2) The abstract must be written in English.
3) The abstract should only be sent electronically to [email protected] in the DOC/DOCX format. We will not receive files in the PDF format.
4) Send only the abstract of an original (unpublished) paper.
5) The author presenting the abstract should be enrolled in the Congress. The submission of an abstract will only be considered after receipt of the registration.
6) An author, even though restricted to enrolment and presentation of only one abstract, can be the co-author of other abstracts.
7) The abstracts will be analyzed by the Scientific Committee of the Congress, and the result will be available at http://microrna2012.weebly.com website.
8) The analysis will encompass the following aspects: clearly defined relative objectives; adequate methodology; clearly presented results; pertinent conclusions.

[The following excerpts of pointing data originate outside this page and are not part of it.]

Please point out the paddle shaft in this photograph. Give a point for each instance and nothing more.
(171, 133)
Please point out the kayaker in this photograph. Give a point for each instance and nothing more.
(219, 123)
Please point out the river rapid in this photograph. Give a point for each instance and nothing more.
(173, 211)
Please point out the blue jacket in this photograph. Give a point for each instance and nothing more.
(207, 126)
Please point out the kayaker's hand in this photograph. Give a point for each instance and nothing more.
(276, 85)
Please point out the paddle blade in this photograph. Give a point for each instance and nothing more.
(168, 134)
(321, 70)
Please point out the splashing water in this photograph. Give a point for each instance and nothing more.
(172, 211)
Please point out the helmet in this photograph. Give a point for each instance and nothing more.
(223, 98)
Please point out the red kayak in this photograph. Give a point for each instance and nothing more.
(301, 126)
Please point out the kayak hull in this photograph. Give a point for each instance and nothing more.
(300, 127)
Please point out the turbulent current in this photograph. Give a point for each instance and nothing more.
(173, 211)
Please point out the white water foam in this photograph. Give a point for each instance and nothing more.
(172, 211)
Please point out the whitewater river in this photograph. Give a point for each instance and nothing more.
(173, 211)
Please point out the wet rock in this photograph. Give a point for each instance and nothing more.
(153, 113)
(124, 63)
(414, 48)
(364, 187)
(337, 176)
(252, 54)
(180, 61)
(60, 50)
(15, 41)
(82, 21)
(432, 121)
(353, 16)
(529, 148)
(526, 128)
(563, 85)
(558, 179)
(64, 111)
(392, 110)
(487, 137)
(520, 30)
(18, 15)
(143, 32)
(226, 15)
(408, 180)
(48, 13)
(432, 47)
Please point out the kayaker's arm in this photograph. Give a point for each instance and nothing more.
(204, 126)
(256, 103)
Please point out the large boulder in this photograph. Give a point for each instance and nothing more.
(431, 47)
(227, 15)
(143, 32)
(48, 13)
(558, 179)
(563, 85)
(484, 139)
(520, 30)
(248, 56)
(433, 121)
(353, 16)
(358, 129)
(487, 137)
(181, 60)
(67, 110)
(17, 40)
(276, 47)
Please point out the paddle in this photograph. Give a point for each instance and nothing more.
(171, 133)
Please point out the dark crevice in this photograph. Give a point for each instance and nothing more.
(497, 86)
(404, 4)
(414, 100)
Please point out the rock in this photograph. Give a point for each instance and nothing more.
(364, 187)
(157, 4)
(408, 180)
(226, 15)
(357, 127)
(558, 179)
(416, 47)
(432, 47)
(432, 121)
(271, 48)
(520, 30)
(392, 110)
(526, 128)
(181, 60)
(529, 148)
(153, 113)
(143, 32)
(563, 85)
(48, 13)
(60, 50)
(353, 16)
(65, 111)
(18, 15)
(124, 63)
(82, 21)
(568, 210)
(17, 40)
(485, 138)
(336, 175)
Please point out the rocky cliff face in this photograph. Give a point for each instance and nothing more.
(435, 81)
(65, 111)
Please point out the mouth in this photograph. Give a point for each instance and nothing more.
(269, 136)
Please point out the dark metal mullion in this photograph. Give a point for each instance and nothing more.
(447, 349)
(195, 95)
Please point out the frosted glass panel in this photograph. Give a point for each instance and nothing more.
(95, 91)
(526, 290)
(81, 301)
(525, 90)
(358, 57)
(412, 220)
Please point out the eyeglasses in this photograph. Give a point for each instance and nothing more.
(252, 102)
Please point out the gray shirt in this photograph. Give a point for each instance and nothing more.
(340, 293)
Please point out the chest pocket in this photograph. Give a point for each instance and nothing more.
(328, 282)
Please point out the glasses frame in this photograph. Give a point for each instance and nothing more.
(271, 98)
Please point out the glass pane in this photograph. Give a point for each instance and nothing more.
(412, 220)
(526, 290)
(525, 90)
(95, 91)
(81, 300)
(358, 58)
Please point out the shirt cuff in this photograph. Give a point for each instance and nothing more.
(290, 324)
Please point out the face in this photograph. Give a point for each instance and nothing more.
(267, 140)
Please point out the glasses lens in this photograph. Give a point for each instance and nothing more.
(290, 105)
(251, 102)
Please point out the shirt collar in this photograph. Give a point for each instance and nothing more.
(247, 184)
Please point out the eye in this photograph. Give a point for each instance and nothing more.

9) The entire responsibility for the quality of the text (grammar, orthography and typing) falls to the author, and will be considered as a criterion for evaluation by the Scientific Committee.
10) Descriptions of projects, working intention, bibliographic revisions or already published papers, will not be accepted.
11) Enrollment with abstracts will not be accepted after February 6th. After this date, forms for the submission of abstracts will be blocked.
12) Selected abstracts should remain on display, in the form of panels, the duration of the Congress. The area reserved for each panel will be 1m x 1m.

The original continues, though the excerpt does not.